If you’re like me, you love sailing, you love sailboats, and want to develop the skills of sailing.  And one of the most important skills in sailing is docking.  I am one of the instructors at Victoria Sailing School, and I teach the docking class on the J/30 at Chatfield.

 

This is the first in a series of blog posts I will be writing on docking.  Most of the points covered in these posts will apply to almost any boat, with a few specific pointers on the two models of boat in Victoria Sailing School’s fleet, the J/22 and the J/30.

In this blog post, I will be discussing the very basics.  Future posts will cover specific situations.

My philosophy on docking is really an extension of our philosophy on sailing in general: good docking is 95% preparation and 5% execution.  In this blog post I will discuss the ways to prepare for a successful docking.

First of all, we assume that you have the basics for any sailing excursion- hat, sunscreen, water, etc.  For docking we also recommend having a clipboard with a blank paper, a marker or pen, and ideally a chart of the marina.

Next, before the motor is even started, it is a good idea to have a strong grasp of the following skills.  In no particular order:

One skill we emphasize is the ability to make a simple micro-plan and communicating it clearly.   By micro-plan we mean something that might be as simple a plan to just get the boat out of the slip and into the channel, or a plan to spring the bow off the dock.  Creating and communicating these simple plans can greatly cut down on the chaos.

A related skill is the ability to create positions or roles, and assign people to them.  For instance, in docking the J/30, we typically have someone at the helm, two people on the dock handling mooring lines, and one person acting as the dangler, dangling a fender on the starboard side, protecting the hull from the dock.

Another skill is simply how to hold a boat at the dock.  We recommend two wraps of the mooring line around the cleat, setting up to tie a cleat hitch.  (And by the way, being able to tie a proper cleat hitch is one of THE cornerstone skills of sailing.  Walk up and down the docks, properly tied cleat hitches are very rare.)

The ability to toss a line a line can be handy.  And there is a technique for this.  Make sure the end of the line is secured, and a knot in the end being tossed makes it easier for the recipient.  Then coil the line, and split the coils into each hand.  Toss the coils in your primary hand first, followed quickly by the coils in your weak hand.  If you do this right the first time.
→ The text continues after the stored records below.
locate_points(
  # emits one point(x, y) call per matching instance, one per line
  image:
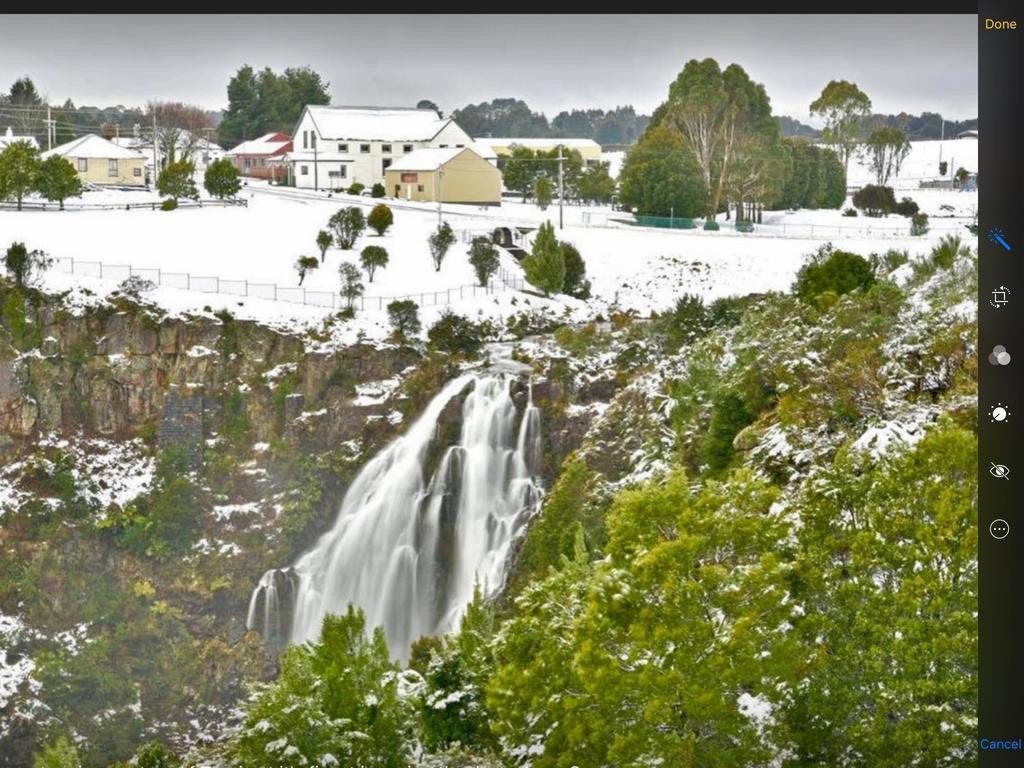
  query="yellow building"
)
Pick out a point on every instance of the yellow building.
point(451, 175)
point(100, 162)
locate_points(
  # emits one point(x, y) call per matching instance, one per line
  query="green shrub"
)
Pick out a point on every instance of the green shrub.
point(840, 271)
point(455, 333)
point(919, 224)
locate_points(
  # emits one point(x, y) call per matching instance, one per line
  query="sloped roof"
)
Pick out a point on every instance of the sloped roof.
point(376, 123)
point(429, 160)
point(268, 143)
point(91, 145)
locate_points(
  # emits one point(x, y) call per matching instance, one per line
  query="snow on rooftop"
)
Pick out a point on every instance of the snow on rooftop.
point(376, 123)
point(91, 145)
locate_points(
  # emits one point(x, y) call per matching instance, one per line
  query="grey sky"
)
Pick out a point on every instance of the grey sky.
point(903, 62)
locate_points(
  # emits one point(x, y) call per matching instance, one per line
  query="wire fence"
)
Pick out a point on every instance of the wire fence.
point(503, 281)
point(34, 205)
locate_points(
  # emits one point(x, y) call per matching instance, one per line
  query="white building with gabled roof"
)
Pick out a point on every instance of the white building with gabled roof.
point(336, 146)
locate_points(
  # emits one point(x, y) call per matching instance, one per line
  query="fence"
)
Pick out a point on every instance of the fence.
point(504, 281)
point(32, 205)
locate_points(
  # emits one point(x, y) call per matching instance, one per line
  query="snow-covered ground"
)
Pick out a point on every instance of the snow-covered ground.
point(241, 257)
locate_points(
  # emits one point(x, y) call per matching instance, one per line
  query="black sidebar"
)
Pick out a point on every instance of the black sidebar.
point(1000, 404)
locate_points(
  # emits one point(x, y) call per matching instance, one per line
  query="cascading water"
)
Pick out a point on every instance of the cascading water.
point(409, 548)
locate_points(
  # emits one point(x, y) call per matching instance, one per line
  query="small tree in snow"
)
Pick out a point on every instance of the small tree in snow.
point(404, 318)
point(324, 241)
point(440, 242)
point(57, 179)
point(176, 181)
point(373, 258)
point(304, 265)
point(221, 179)
point(545, 266)
point(351, 286)
point(380, 218)
point(347, 224)
point(484, 259)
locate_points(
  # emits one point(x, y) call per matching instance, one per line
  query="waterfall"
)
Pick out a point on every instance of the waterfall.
point(408, 547)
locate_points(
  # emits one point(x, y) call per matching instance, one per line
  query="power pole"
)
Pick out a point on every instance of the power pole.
point(561, 190)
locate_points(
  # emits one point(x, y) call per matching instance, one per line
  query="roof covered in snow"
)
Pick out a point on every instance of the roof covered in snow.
point(268, 143)
point(91, 145)
point(376, 123)
point(429, 160)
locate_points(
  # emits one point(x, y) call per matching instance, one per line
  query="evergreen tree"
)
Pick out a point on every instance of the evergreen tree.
point(304, 265)
point(380, 219)
point(176, 180)
point(483, 258)
point(545, 266)
point(440, 242)
point(221, 179)
point(347, 224)
point(18, 169)
point(57, 179)
point(373, 258)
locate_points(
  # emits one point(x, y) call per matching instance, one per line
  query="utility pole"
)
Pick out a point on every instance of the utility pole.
point(561, 190)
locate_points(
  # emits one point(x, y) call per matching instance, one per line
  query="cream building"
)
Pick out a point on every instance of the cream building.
point(450, 175)
point(100, 162)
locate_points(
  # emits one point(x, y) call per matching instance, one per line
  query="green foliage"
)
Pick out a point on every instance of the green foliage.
point(58, 754)
point(659, 176)
point(455, 333)
point(403, 315)
point(221, 179)
point(833, 270)
point(574, 283)
point(347, 224)
point(176, 180)
point(576, 507)
point(57, 180)
point(875, 201)
point(380, 217)
point(919, 224)
point(439, 242)
point(324, 242)
point(545, 266)
point(843, 105)
point(373, 258)
point(25, 266)
point(483, 258)
point(267, 101)
point(351, 286)
point(887, 148)
point(304, 265)
point(338, 696)
point(18, 171)
point(543, 193)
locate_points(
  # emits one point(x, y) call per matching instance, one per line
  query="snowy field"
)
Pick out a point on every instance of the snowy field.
point(199, 251)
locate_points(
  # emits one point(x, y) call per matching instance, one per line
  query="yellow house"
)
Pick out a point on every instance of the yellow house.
point(100, 162)
point(451, 175)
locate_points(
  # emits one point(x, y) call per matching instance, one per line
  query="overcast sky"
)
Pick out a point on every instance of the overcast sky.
point(903, 62)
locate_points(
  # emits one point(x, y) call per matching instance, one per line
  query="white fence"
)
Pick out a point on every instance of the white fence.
point(503, 281)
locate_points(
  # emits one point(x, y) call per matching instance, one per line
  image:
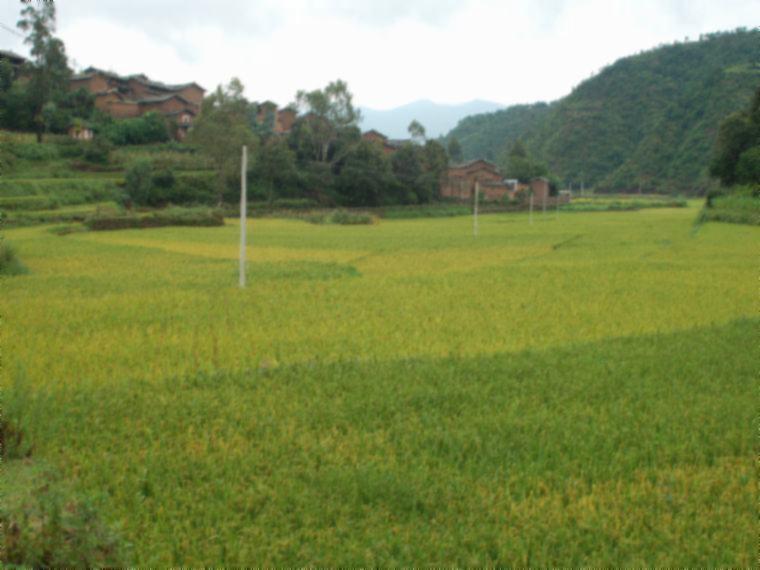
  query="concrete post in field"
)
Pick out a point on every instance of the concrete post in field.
point(530, 212)
point(243, 212)
point(475, 210)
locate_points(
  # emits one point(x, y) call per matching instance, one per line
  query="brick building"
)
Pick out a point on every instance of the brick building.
point(134, 95)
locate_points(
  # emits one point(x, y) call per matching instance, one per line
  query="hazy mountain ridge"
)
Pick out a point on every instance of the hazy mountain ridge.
point(437, 118)
point(647, 120)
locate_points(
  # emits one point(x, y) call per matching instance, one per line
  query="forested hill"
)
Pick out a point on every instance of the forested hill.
point(646, 121)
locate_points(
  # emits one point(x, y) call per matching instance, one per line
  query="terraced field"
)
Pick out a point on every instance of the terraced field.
point(577, 391)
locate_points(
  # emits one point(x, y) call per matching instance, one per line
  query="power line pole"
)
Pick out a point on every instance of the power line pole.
point(530, 212)
point(243, 212)
point(475, 210)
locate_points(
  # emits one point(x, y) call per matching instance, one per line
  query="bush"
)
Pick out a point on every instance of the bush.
point(35, 151)
point(9, 262)
point(139, 183)
point(98, 151)
point(65, 192)
point(46, 525)
point(28, 203)
point(150, 128)
point(161, 218)
point(342, 217)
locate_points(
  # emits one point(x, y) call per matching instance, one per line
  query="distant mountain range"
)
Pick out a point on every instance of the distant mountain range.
point(647, 121)
point(438, 119)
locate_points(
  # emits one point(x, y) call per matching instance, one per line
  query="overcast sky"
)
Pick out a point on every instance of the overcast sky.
point(390, 52)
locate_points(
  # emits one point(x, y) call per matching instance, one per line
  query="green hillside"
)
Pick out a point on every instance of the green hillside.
point(647, 120)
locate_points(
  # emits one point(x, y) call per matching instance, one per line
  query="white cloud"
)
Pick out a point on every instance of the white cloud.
point(390, 52)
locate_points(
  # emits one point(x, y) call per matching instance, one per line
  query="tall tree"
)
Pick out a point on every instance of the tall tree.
point(222, 129)
point(48, 70)
point(737, 148)
point(416, 131)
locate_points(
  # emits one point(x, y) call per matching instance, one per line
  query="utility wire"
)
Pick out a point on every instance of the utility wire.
point(10, 30)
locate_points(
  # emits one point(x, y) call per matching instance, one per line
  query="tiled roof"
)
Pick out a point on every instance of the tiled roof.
point(12, 56)
point(474, 162)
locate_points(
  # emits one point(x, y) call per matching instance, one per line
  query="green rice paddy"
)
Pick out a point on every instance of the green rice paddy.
point(580, 391)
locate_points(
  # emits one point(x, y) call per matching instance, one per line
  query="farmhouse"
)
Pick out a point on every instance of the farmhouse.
point(461, 178)
point(134, 95)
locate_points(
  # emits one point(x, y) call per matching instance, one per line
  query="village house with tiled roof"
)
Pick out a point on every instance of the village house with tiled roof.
point(131, 96)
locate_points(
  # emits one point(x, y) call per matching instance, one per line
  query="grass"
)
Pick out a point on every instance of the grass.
point(574, 392)
point(733, 210)
point(621, 203)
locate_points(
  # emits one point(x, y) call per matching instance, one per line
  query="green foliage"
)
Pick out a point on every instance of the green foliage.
point(139, 183)
point(736, 159)
point(48, 72)
point(46, 525)
point(742, 206)
point(364, 177)
point(174, 216)
point(147, 129)
point(622, 204)
point(274, 169)
point(14, 194)
point(342, 218)
point(221, 131)
point(98, 151)
point(10, 265)
point(454, 150)
point(518, 165)
point(646, 121)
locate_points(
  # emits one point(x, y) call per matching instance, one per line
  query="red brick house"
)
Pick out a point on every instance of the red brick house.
point(461, 178)
point(135, 95)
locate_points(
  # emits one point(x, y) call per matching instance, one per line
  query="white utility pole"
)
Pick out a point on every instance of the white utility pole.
point(530, 215)
point(475, 210)
point(243, 212)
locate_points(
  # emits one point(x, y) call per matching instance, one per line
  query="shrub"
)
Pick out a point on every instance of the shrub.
point(46, 525)
point(98, 151)
point(139, 183)
point(9, 262)
point(161, 218)
point(341, 217)
point(28, 203)
point(35, 151)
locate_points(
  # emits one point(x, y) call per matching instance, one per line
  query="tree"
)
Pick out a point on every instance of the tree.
point(48, 71)
point(416, 131)
point(274, 170)
point(407, 167)
point(435, 164)
point(455, 150)
point(221, 130)
point(328, 112)
point(365, 177)
point(518, 165)
point(735, 156)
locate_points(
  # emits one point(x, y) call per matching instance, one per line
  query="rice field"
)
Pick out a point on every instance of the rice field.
point(579, 391)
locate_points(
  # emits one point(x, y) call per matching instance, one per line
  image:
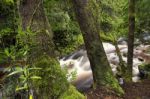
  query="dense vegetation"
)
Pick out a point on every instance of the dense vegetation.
point(29, 49)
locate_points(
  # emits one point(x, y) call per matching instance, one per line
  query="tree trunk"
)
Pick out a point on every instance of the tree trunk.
point(86, 13)
point(131, 39)
point(37, 28)
point(34, 20)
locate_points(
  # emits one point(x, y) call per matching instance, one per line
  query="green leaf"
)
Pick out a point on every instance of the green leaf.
point(35, 77)
point(13, 73)
point(21, 88)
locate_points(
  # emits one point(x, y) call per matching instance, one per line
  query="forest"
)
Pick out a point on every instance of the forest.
point(74, 49)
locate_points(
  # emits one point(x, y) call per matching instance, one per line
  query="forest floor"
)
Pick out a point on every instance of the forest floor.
point(139, 90)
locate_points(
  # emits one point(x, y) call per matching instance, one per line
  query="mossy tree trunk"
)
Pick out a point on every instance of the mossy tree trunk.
point(130, 39)
point(39, 38)
point(86, 13)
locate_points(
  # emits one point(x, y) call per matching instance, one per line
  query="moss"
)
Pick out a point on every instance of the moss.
point(54, 81)
point(72, 93)
point(113, 83)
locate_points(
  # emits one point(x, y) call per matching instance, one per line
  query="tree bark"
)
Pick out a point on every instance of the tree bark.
point(86, 13)
point(34, 20)
point(130, 39)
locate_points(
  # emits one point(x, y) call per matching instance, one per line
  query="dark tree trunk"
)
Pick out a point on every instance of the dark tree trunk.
point(131, 38)
point(86, 13)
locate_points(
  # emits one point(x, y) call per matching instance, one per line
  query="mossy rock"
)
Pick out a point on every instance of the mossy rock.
point(72, 93)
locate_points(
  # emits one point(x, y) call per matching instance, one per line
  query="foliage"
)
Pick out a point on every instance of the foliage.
point(72, 93)
point(67, 35)
point(23, 78)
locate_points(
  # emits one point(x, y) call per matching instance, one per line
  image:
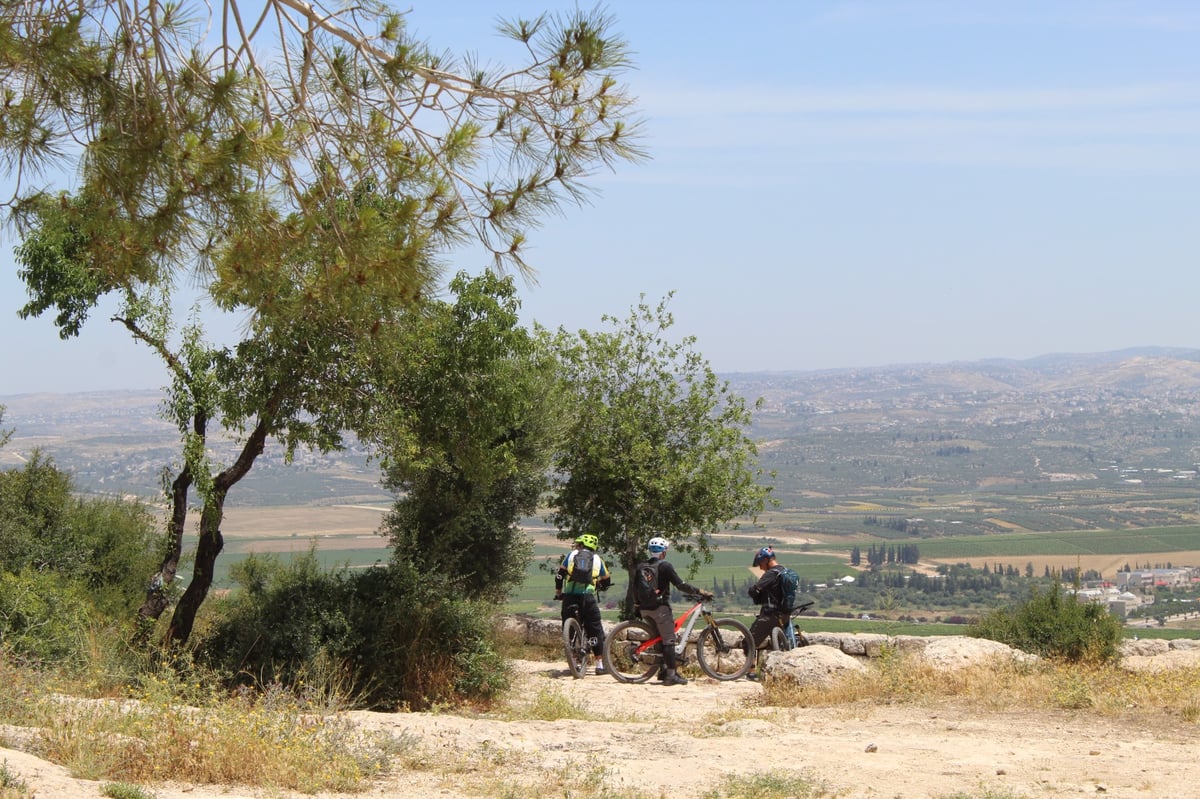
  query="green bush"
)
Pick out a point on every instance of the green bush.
point(45, 619)
point(1054, 625)
point(396, 637)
You don’t have to toss a line that has fallen in the water.  Your friends and family will appreciate this!

 

More docking posts coming soon!

Disclaimer : This post is not meant to be a hard and fast guide for dealing with gusts! There are many other things that go into dealing with gusty mountain winds, the most important of which is sailor ability. Please remember that your confidence and ability play an important role in being able to sail in difficult conditions.

Believe it or not, Colorado is one of the hardest places to learn how to sail. Learning about the weather and wind patterns in Colorado is probably the most important step to mastering sailing in the Rockies. Weather plays a huge factor in staying safe on a sailboat and knowing how it affects us while sailing will turn a novice sailor into an experienced one. During the summer, Colorado has hot days with very little wind, and stormy evenings with incredible wind spikes and thunderstorms. It’s those wind spikes or gusts that can turn a pleasant outing into a horrible one in seconds. So, what can we do to prepare for these inevitable gusts?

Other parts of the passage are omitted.